Letztendlich ist es aber ja auch egal , kauft Euch eine Packung und probiert einfach selbst einmal . Aber Ihr solltet nicht an Euren anglerischen Fähigkeiten zweifeln wenn es denn mit dem fangen nicht so klappt .

Gruß Andreas


----------



## Micky (7. April 2005)

*AW: Berkley-Wattwürmer*



			
				a.bu schrieb:
			
		

> wenn ich wenigstens einen Biss bei insgesammt 15 Stunden Brandungsangeln gehabt hätte , denn auf meinen beiden Vergleichsruten mit Wattwurm bissen immerhin 47 Fische .



*DAS* ist dann aber ziemlich *EINDEUTIG*. Und 10 Euro für 10 Würmer... Das Thema hat sich dann ja, zumindest für mich, erledigt !!!

Für 10 Euro krieg ich ja TONNENWEISE Salz für meine... (aber das ist ein anderes Thema :q )


----------



## Trout killer (7. April 2005)

*AW: Berkley-Wattwürmer*

@ all diese würmer sind sehr fängig aber halt auch etwas teuer aber wenn man nicht weiss wie man mit diesem köder fischt so wie A.Bu z.B dann kann ich auch nicht helfen außerdem gibt es nicht nur würmer es gibt auch sandaale,krabben usw und mit jedem dieser produckte hab ich sowohl von der brandung aus als auch vom boot aus immer gut gefangen.


Gruß Trout killer


----------



## Palerado (7. April 2005)

*AW: Berkley-Wattwürmer*



			
				Micky schrieb:
			
		

> *DAS* ist dann aber ziemlich *EINDEUTIG*. Und 10 Euro für 10 Würmer... Das Thema hat sich dann ja, zumindest für mich, erledigt !!!
> 
> Für 10 Euro krieg ich ja TONNENWEISE Salz für meine... (aber das ist ein anderes Thema :q )

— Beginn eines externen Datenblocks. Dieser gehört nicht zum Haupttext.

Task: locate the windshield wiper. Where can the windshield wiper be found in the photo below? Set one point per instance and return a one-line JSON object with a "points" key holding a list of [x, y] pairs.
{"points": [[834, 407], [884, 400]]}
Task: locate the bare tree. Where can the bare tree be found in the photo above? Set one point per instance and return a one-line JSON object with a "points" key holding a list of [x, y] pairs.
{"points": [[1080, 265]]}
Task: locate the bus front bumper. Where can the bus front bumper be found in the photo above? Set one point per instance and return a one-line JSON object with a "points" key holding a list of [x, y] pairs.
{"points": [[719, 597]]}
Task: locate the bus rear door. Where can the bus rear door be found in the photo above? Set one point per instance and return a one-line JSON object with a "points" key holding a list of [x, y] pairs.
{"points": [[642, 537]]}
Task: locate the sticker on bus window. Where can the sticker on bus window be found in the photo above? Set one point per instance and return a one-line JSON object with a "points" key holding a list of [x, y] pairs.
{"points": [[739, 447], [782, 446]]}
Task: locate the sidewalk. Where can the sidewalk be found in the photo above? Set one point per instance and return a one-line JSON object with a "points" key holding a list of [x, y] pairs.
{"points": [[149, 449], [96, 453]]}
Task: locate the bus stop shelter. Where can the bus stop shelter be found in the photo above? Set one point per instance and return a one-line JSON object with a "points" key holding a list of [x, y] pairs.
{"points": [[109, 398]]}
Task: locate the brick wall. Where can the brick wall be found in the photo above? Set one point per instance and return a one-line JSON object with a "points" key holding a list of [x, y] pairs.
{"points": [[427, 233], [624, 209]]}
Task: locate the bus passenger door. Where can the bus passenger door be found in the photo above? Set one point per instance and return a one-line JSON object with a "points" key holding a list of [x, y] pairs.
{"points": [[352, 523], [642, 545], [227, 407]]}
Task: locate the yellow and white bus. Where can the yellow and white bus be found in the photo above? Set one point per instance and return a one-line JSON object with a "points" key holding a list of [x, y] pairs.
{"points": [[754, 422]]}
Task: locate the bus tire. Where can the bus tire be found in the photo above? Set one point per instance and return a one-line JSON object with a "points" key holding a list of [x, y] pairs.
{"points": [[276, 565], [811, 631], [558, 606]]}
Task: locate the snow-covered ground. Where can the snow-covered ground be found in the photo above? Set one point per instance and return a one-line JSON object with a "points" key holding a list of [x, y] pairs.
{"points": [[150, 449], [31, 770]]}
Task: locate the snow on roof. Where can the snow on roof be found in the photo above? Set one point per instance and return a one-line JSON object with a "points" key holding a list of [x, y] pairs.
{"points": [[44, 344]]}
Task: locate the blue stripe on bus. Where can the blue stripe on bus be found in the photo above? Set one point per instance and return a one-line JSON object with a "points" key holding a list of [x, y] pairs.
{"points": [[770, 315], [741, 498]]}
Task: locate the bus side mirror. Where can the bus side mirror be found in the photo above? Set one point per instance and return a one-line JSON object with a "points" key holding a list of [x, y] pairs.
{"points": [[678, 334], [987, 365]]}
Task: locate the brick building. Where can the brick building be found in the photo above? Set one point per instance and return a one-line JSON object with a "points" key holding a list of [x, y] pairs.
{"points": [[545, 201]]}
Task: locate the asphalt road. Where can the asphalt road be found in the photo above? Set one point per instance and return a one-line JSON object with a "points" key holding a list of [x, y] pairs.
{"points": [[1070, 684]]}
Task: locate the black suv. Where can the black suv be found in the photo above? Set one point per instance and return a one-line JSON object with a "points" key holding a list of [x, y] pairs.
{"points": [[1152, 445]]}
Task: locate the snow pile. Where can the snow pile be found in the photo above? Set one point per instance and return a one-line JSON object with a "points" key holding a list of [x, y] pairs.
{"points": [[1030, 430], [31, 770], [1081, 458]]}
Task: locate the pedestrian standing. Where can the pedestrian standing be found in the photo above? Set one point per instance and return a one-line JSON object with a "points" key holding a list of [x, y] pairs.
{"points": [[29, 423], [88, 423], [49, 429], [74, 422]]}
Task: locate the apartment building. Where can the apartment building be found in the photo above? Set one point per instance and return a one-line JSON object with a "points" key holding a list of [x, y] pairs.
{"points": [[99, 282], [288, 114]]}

Man sollte dabei bedenken das die Kunstwürmer ja nicht so oft erneuert werden müssen (angeblich)

WEnn sie aber nichts fangen dann kann man es knicken.


----------



## a.bu (7. April 2005)

*AW: Berkley-Wattwürmer*

Moin Trout killer ,

da mir die nötige Kompetenz für das Brandungsfischen fehlt , wäre ich über eine Aufklärung sehr dankbar .

Gruß Andreas



			
				Trout killer schrieb:
			
		

> @ all diese würmer sind sehr fängig aber halt auch etwas teuer aber wenn man nicht weiss wie man mit diesem köder fischt so wie A.Bu z.B dann kann ich auch nicht helfen außerdem gibt es nicht nur würmer es gibt auch sandaale,krabben usw und mit jedem dieser produckte hab ich sowohl von der brandung aus als auch vom boot aus immer gut gefangen.
> 
> 
> Gruß Trout killer


----------



## Lionhead (7. April 2005)

*AW: Berkley-Wattwürmer*

_


			
				Trout killer schrieb:
			
		


			@ all diese würmer sind sehr fängig aber halt auch etwas teuer aber wenn man nicht weiss wie man mit diesem köder fischt so wie A.Bu z.B dann kann ich auch nicht helfen außerdem gibt es nicht nur würmer es gibt auch sandaale,krabben usw und mit jedem dieser produckte hab ich sowohl von der brandung aus als auch vom boot aus immer gut gefangen.
		
Zum Vergrößern anklicken....

_


			
				Trout killer schrieb:
			
		

> *Gruß Trout killer*



*Vielleicht täusche ich mich, aber der Sinn dieser Würmer liegt doch darin monatelang im Angelkoffer zu liegen und dann, wenn Not am Mann oder der Frau ist da zu sein.*
*Außerdem sind die in Salz eingelegten Würmer offensichtlich auch eine gute Alternative.*
*Wer ausschließlci mit den Gulps angelt und gut fängt macht irgendetwas richtig, was alle "Amateure" wie z.B. a.bu falsch machen.*
*Ich war oft froh, daß ich in meinem Koffer zum experimentieren solche Exoten wie der Laubwurm der selben Firma fand, würde aber nie auf die Idee kommen, Naturköder komplett zu ersetzen.*

*Viel Gulp. äh Spaß wünscht Jan "Lionhead"*

*"Kriegen wir eigentlich Geld von Berkley für diesen Thread ?"*


----------



## Marcel1409 (7. April 2005)

*AW: Berkley-Wattwürmer*

Genau A.Bu, lass die mal erzählen wie es richtig geht. Dann klappt es auch mit dem Brandungsangeln #6 !!!


----------



## Agalatze (7. April 2005)

*AW: Berkley-Wattwürmer*



			
				Trout killer schrieb:
			
		

> @ all diese würmer sind sehr fängig aber halt auch etwas teuer aber wenn man nicht weiss wie man mit diesem köder fischt so wie A.Bu z.B dann kann ich auch nicht helfen außerdem gibt es nicht nur würmer es gibt auch sandaale,krabben usw und mit jedem dieser produckte hab ich sowohl von der brandung aus als auch vom boot aus immer gut gefangen.
> 
> 
> Gruß Trout killer


 

hallo trout killer,
ich glaube du hast keine ahnung wer a.bu ist oder ???
das ist einer der besten brandungsangler die wir hier in ganz deutschland haben.
er hat schon weltmeisterschaften mitgeangelt und jetzt willst du sagen dass ihm kompetenz fehlt.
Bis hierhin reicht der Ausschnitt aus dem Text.